And you'd what, stash a second box at the office? Always have a support car? Only do circular rides from home?
I'm sure there are some people whose lifestyle lets them treat a bicycle like a musical instrument. I really don't think most people could do it, not while riding with any real frequency. I count myself lucky that my office has underground bicycle parking (and we're still talking wheel-bender racks next to the A/C exhaust vents). I stand by the statement that a bicycle that needs to be looked after that carefully isn't, by the usual standards of such things, a practical bicycle.
Of course I don't keep a second box at the office. Likewise I know very few people that keep a piano in a flight case when they're not transporting it.

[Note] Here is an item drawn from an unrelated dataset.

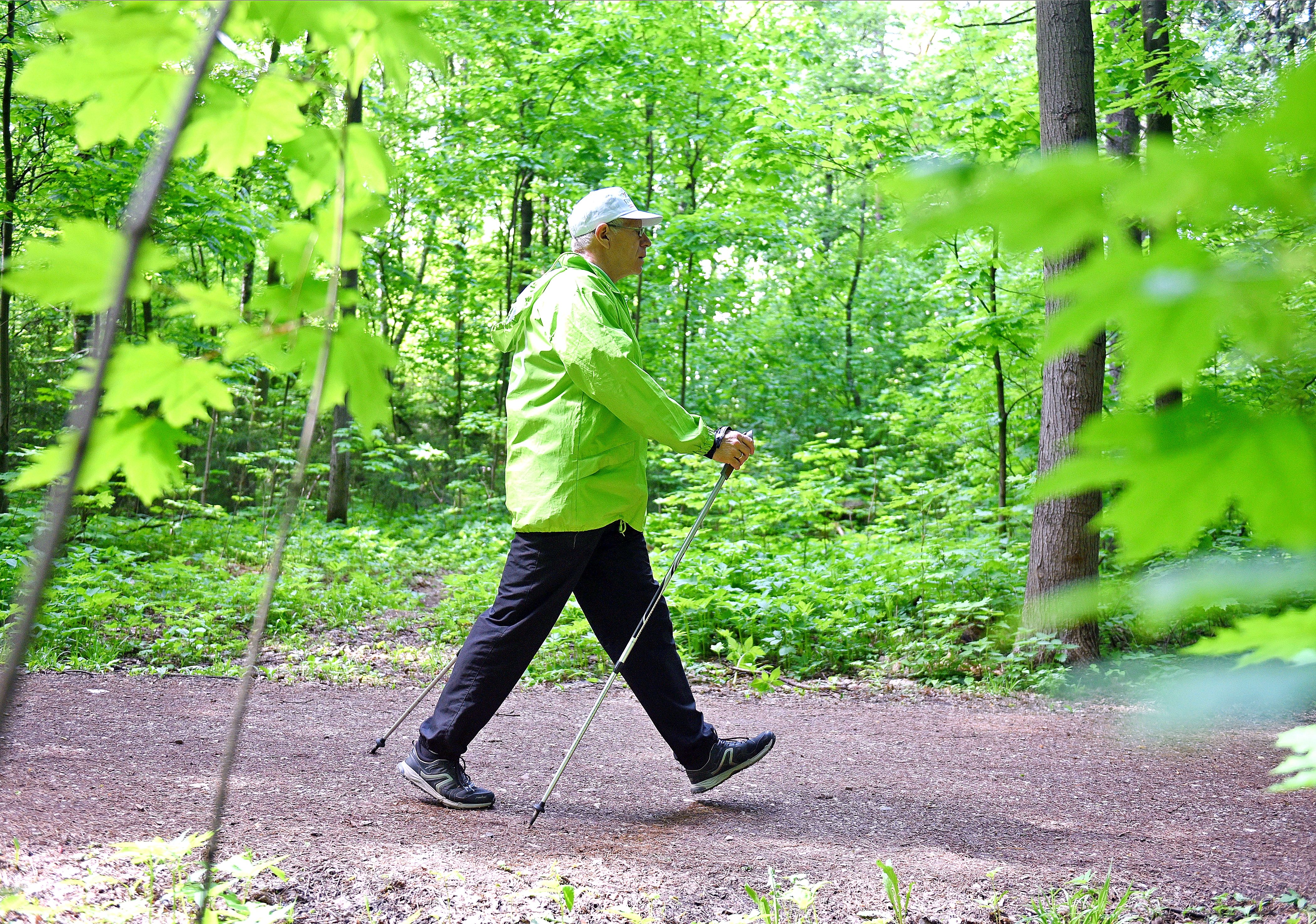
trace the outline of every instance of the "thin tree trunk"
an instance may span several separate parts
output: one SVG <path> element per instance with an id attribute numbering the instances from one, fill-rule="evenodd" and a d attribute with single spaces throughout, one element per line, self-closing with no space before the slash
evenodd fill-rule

I actually do have bikes that I only take on circular rides because of their value and I baby the hell out of them but that's a false dichotomy.
They are not saying you have to treat these bikes as fragile musical instruments. They're just saying that if you do it will incur less wear and tear.

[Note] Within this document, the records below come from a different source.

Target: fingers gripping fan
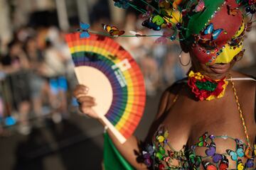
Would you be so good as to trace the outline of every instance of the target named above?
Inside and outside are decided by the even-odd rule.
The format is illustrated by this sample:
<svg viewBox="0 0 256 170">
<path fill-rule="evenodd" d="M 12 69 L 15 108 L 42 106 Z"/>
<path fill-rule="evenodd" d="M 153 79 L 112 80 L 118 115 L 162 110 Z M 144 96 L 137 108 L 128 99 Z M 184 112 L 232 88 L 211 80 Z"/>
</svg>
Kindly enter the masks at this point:
<svg viewBox="0 0 256 170">
<path fill-rule="evenodd" d="M 65 37 L 80 84 L 95 98 L 94 110 L 123 143 L 135 130 L 145 104 L 139 66 L 129 53 L 110 38 L 80 33 Z"/>
</svg>

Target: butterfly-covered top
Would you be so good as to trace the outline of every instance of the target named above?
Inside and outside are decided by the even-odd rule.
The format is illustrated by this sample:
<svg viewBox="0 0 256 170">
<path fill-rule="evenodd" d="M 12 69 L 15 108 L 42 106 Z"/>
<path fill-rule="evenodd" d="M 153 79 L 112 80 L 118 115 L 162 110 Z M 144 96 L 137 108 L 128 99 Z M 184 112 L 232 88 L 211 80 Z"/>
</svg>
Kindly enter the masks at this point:
<svg viewBox="0 0 256 170">
<path fill-rule="evenodd" d="M 148 144 L 142 151 L 144 164 L 149 168 L 160 170 L 201 169 L 203 166 L 207 170 L 224 170 L 229 169 L 229 159 L 236 162 L 237 169 L 239 170 L 255 169 L 256 166 L 254 164 L 255 144 L 255 148 L 250 148 L 239 139 L 227 135 L 209 135 L 206 132 L 190 148 L 184 146 L 180 151 L 176 151 L 169 142 L 168 136 L 168 130 L 163 127 L 159 128 L 154 137 L 153 144 Z M 217 153 L 215 142 L 217 138 L 233 140 L 236 149 L 227 148 L 225 153 Z M 196 155 L 196 149 L 198 147 L 205 149 L 206 154 Z"/>
</svg>

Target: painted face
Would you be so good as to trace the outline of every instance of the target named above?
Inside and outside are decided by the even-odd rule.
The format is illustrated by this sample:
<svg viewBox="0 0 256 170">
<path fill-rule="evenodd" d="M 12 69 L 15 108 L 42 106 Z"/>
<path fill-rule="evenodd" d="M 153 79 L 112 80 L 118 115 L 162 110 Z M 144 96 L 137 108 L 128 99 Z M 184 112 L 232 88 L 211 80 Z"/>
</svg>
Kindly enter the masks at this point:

A carbon fibre bike frame is probably more fragile than a steel one. That limits the number of use cases for carbon but doesn't mean it's not a practical material for different usecases.
As a further example, I have a TT race bike. I keep mine hanging up in the garage an only take it out to races or for circular training rides.

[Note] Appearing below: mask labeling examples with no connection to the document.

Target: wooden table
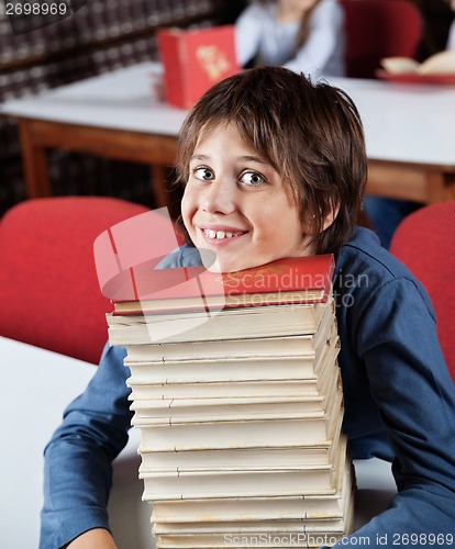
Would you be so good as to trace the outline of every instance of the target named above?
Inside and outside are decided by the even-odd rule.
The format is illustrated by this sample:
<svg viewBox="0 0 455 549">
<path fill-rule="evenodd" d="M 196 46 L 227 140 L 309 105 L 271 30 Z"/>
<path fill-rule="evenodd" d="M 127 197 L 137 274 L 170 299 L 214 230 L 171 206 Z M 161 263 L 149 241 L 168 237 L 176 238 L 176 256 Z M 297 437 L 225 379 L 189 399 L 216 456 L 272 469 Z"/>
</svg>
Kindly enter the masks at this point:
<svg viewBox="0 0 455 549">
<path fill-rule="evenodd" d="M 19 120 L 27 197 L 52 194 L 46 149 L 153 166 L 156 205 L 170 206 L 164 169 L 173 166 L 187 114 L 152 99 L 144 63 L 8 101 L 0 113 Z M 455 88 L 333 78 L 356 102 L 365 125 L 367 192 L 422 203 L 455 199 Z"/>
</svg>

I have a friend that commutes on his TT bike as a form of training. Mine will last longer than his.
But you leave it unboxed for 8 hours at the other end, right? I don't think any musician would do that with their instrument.
> I don't own a flight case for it but they exist and don't require disassembly to use.
Sure, because it's a dedicated folding bike. Will this bamboo bike go in a flight case without any disassembly?